Maybe you should let everyone else know who this person is so they don't go through this same thing. 
It may also help you to get this issue resolved. Someone on here might know this person and be located nearby, maybe inquire as to what the problem is.


----------



## basher (Nov 13, 2004)

Do you understand exactly what is required? These units have a burst start feature to start the motors, overload protection, reverse feature, and vibrator control plus the rheostats strong enough to handle the loads. How are you at building circuit boards?

Or you could go Ghetto, just get some REAL HEAVY switches and wire it on/off and run like he!! while she dumps material.


----------



## BDEMOTT (Oct 10, 2005)

basher;859115 said:


> Do you understand exactly what is required? These units have a burst start feature to start the motors, overload protection, reverse feature, and vibrator control plus the rheostats strong enough to handle the loads. How are you at building circuit boards?
> 
> Or you could go Ghetto, just get some REAL HEAVY switches and wire it on/off and run like he!! while she dumps material.

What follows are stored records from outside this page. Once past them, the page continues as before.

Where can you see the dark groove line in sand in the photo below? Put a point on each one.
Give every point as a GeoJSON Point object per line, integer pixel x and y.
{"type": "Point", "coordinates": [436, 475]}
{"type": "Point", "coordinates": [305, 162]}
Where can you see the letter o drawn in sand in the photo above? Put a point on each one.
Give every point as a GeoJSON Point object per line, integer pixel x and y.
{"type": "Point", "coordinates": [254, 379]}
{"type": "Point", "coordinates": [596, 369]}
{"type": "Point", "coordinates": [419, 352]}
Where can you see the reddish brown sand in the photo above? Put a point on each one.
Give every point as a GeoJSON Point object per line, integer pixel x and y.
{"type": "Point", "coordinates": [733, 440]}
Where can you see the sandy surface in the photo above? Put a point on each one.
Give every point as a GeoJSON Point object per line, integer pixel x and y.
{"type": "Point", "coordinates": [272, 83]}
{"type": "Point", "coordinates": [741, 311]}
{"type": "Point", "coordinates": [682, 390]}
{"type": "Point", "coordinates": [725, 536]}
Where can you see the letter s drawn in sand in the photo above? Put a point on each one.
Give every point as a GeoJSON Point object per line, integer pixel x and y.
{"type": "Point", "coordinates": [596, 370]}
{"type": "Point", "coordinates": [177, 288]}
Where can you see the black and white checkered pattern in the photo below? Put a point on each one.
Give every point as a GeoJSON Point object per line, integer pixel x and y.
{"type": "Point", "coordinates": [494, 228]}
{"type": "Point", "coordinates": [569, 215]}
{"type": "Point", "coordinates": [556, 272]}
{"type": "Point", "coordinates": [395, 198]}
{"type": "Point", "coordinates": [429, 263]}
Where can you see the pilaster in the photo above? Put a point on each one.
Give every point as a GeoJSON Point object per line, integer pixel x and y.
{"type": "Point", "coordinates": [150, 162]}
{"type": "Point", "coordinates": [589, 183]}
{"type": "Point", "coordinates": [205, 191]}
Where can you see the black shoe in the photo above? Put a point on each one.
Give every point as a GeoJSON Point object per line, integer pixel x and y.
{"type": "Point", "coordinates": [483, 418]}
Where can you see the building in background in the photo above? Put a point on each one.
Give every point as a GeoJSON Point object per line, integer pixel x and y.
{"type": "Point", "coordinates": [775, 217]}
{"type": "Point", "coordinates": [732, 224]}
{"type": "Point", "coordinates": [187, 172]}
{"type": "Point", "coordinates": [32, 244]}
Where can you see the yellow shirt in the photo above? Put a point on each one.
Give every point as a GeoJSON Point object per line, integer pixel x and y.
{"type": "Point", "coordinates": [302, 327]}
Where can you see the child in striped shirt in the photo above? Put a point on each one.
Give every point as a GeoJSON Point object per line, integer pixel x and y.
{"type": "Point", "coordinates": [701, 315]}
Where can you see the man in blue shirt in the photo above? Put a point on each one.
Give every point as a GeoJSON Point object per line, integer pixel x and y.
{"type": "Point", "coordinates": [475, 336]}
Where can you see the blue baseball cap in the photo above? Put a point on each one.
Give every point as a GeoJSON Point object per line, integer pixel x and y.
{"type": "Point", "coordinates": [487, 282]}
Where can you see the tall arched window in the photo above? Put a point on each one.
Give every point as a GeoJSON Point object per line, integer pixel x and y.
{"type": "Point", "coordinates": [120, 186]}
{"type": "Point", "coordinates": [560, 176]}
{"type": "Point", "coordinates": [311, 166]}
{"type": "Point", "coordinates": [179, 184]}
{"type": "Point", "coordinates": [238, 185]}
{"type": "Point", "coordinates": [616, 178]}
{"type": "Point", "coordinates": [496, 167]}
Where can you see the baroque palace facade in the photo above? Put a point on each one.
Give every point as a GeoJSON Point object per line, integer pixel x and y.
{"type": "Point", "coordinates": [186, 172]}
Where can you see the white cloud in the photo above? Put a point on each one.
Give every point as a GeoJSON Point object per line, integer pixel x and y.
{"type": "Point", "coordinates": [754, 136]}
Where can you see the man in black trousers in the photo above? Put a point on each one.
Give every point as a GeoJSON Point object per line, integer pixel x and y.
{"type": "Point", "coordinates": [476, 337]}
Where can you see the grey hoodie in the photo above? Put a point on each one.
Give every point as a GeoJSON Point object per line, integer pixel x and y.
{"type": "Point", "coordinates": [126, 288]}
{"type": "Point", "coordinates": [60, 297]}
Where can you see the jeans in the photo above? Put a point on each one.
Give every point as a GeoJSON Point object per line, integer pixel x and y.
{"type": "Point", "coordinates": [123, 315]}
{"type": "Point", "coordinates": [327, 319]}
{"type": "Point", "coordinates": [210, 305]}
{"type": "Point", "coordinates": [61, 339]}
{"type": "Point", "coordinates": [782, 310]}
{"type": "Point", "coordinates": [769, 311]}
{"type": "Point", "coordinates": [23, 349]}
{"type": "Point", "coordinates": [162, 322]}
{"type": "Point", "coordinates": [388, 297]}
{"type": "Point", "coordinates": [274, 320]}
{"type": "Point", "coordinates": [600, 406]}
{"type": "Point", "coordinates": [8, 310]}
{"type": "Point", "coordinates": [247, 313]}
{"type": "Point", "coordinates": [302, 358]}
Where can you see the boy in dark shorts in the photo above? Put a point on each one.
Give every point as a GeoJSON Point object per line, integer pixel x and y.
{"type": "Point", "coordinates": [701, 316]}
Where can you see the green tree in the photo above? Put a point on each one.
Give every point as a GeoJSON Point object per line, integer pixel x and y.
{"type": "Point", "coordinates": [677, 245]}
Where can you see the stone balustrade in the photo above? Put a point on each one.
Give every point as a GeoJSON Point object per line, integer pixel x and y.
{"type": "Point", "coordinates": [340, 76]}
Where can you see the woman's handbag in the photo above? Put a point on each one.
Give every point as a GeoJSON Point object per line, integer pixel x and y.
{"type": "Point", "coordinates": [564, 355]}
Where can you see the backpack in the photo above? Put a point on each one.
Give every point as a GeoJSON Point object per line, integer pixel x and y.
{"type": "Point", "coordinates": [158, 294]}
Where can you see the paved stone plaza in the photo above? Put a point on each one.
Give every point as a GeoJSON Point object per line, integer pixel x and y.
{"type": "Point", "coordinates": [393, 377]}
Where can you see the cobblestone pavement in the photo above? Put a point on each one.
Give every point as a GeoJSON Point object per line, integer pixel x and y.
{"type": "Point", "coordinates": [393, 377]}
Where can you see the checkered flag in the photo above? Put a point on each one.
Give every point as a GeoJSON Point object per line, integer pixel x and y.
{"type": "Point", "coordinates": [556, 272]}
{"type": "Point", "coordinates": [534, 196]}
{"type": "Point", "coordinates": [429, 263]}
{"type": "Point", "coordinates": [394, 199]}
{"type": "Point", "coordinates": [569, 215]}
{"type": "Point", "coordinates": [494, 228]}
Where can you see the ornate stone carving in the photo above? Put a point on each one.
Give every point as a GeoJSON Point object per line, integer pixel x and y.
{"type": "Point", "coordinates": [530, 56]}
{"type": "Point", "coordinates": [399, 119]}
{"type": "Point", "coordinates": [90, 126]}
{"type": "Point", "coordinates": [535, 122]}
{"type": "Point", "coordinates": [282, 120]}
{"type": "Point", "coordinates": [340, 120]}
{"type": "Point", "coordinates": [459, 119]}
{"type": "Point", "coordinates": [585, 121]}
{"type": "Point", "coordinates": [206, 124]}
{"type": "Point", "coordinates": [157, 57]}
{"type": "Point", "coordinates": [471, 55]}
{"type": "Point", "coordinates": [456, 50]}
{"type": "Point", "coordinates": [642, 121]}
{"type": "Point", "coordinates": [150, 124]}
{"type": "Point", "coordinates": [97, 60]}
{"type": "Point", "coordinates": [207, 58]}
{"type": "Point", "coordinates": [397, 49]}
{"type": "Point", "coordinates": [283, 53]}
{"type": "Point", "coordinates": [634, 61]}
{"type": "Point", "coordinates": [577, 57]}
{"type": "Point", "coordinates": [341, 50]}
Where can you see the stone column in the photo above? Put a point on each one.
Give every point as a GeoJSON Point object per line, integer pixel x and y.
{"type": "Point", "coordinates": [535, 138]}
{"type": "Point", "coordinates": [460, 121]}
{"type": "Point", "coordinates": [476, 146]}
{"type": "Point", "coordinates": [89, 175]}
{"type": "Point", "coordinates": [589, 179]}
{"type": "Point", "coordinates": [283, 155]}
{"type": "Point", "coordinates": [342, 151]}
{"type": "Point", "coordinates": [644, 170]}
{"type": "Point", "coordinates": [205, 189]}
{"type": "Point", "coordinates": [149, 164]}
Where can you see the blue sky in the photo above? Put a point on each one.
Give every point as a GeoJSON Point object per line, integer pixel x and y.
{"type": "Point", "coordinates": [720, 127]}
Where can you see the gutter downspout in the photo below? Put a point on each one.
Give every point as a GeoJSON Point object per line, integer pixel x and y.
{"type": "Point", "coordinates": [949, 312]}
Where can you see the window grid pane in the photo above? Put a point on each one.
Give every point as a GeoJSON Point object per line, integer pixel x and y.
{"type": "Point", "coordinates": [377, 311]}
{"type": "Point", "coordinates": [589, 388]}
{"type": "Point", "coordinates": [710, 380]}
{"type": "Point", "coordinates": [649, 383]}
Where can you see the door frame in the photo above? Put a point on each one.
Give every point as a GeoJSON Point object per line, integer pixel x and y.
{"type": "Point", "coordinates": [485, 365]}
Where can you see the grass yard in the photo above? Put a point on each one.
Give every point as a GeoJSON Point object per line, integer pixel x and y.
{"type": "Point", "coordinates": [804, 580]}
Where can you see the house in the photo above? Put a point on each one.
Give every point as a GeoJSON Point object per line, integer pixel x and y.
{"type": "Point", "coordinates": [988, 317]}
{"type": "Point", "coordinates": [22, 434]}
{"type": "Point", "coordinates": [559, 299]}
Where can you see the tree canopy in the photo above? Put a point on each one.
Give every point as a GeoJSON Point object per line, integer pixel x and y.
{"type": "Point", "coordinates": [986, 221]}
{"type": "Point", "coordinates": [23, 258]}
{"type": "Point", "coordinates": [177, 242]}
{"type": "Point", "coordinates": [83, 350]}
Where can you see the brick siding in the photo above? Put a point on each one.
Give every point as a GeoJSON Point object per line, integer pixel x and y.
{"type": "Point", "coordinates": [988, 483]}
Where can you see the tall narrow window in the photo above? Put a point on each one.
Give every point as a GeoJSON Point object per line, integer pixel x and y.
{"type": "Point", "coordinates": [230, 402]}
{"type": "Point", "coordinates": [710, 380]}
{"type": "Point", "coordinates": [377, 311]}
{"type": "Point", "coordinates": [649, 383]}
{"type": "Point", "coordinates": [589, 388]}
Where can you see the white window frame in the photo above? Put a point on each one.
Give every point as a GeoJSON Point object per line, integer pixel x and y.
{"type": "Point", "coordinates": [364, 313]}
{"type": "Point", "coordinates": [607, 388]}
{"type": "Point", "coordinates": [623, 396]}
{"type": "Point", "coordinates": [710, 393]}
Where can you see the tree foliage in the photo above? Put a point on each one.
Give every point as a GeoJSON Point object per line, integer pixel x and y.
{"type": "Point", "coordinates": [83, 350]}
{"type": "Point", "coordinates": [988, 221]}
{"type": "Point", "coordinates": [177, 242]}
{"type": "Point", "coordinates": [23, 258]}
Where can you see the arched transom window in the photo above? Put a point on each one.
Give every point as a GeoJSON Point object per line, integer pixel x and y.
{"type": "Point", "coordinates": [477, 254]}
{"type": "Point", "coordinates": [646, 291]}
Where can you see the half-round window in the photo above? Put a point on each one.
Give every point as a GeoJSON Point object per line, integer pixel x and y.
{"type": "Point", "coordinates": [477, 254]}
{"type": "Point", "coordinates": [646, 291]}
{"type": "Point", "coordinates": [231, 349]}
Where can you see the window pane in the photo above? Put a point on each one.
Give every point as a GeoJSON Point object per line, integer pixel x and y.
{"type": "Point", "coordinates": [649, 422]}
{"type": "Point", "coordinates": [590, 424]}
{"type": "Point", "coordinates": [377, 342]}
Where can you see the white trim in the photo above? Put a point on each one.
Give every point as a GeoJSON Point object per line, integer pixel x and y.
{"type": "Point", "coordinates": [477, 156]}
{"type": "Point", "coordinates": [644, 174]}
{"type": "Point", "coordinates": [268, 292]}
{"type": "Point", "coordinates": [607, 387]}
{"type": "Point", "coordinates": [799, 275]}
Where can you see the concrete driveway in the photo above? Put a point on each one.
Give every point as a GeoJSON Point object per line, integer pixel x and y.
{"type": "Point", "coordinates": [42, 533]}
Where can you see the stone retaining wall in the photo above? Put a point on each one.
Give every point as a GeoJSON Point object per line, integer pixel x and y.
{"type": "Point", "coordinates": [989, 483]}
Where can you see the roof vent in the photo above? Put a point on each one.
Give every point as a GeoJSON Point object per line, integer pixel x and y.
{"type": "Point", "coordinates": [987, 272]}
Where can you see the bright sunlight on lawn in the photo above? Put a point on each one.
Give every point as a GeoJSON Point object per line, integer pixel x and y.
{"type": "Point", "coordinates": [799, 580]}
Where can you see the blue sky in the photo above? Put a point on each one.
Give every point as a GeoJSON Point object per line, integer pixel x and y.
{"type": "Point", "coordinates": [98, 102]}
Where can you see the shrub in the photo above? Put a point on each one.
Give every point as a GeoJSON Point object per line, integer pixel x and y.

haha well i guess that sums up the post. I am good with curcuit boards but it looks like im going to be spending way to much time and $.

The guys name on here is Iowalawn and his name is nate. Thank god i sent the money through paypal otherwise id be out $160.00. he was great to deal with at the begining and sure enough when i started asking where it was i got no response


----------



## show-n-go (Feb 5, 2009)

will this one work? http://www.plowsite.com/showthread.php?t=88668

I had an offer to buy with no response.

Still for sale


----------



## basher (Nov 13, 2004)

Won't work for a dual motor unit.


----------